He Shall Be Great

Charles Spurgeon on Luke 1:32, He shall be great.

“The man Christ Jesus stooped very low. In his first estate he was not great; he was very little when he hung upon his mother’s breast. In his after estate he was not great; but despised, rejected, and crucified. Indeed, he was so poor that he had nowhere to lay his head; and he was so cast out by the tongues of men that they called him a ‘fellow,’ mentioned him among drunken men and wine-bibbers, and even accused him of having a devil, and being mad. In the esteem of the great ones of the earth, he was an ignorant Galilean of whom they said, ‘We know not whence he is.’ His life binds up more fitly with the lowly annals of the poor than with the [royal] court-circular or whatever stood for that in Caesar’s day. In his own time his enemies could not find a word base enough to express their contempt of him. He was brought very low in his trial, condemnation, and suffering. Who thought him great when he was covered with bloody sweat, or when he was sold at the price of a slave, or when a guard came out against him with swords, and with lanterns, and with torches, as if he had been a thief…?”
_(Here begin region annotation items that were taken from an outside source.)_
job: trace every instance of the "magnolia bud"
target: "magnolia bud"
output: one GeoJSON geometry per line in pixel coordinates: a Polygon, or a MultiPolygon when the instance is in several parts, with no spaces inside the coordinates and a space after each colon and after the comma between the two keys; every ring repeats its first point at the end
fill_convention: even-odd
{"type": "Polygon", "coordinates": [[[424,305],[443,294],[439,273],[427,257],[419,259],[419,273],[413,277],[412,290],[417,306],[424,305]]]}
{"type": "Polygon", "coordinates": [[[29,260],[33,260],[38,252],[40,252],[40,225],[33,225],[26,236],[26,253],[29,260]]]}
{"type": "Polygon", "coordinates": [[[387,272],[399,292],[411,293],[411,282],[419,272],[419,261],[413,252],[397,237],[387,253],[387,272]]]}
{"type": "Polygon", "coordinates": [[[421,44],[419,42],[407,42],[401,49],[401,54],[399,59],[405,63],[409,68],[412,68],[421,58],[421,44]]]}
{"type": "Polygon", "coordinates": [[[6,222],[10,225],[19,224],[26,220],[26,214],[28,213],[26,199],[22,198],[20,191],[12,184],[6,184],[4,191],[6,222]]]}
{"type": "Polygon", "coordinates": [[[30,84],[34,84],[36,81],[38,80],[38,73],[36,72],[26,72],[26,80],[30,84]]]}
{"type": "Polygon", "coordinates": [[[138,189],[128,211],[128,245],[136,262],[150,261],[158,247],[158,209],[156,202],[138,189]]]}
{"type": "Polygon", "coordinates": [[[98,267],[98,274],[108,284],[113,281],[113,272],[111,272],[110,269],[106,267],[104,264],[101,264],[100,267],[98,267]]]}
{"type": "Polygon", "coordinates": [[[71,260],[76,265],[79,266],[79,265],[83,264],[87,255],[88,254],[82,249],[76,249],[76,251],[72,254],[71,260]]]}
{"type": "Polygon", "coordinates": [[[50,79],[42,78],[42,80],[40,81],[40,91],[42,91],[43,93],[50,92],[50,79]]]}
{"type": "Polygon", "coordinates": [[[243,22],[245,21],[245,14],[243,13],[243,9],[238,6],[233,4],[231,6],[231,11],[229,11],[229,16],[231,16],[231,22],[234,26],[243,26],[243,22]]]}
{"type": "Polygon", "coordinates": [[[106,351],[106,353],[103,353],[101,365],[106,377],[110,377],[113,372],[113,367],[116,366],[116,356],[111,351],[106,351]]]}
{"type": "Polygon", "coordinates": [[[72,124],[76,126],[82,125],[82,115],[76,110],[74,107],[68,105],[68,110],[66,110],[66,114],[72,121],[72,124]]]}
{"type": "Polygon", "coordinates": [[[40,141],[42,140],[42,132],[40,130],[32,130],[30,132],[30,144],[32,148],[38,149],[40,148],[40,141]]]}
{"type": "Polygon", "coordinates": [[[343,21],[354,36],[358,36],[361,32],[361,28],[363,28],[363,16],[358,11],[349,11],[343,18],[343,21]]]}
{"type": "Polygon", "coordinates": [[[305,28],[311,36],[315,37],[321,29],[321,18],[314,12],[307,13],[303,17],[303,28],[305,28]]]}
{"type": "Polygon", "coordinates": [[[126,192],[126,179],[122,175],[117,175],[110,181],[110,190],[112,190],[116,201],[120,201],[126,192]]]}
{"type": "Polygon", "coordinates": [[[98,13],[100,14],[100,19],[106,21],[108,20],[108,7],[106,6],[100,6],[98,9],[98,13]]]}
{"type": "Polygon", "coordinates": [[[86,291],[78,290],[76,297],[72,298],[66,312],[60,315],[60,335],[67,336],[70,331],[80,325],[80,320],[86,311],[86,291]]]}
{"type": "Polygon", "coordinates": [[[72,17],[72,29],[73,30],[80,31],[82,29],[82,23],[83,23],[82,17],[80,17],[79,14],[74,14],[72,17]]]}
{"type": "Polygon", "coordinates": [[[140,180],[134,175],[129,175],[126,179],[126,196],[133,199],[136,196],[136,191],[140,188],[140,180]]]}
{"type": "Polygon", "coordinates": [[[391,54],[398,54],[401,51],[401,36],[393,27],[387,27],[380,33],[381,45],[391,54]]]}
“The very man who was despised and spat upon, sits glorious on his Father’s throne. As man he is anointed ‘King of kings, and Lord of lords.’ As man he has been lifted up from the lowest depths, and set in the greatest heights to reign forever and ever.”

Taken from Spurgeon’s sermon preached the in the evening of the Lord’s Day service December 2, 1883, at the Metropolitan Tabernacle, Newington. No. 1760. Being his last sermon before his journey to the South of France.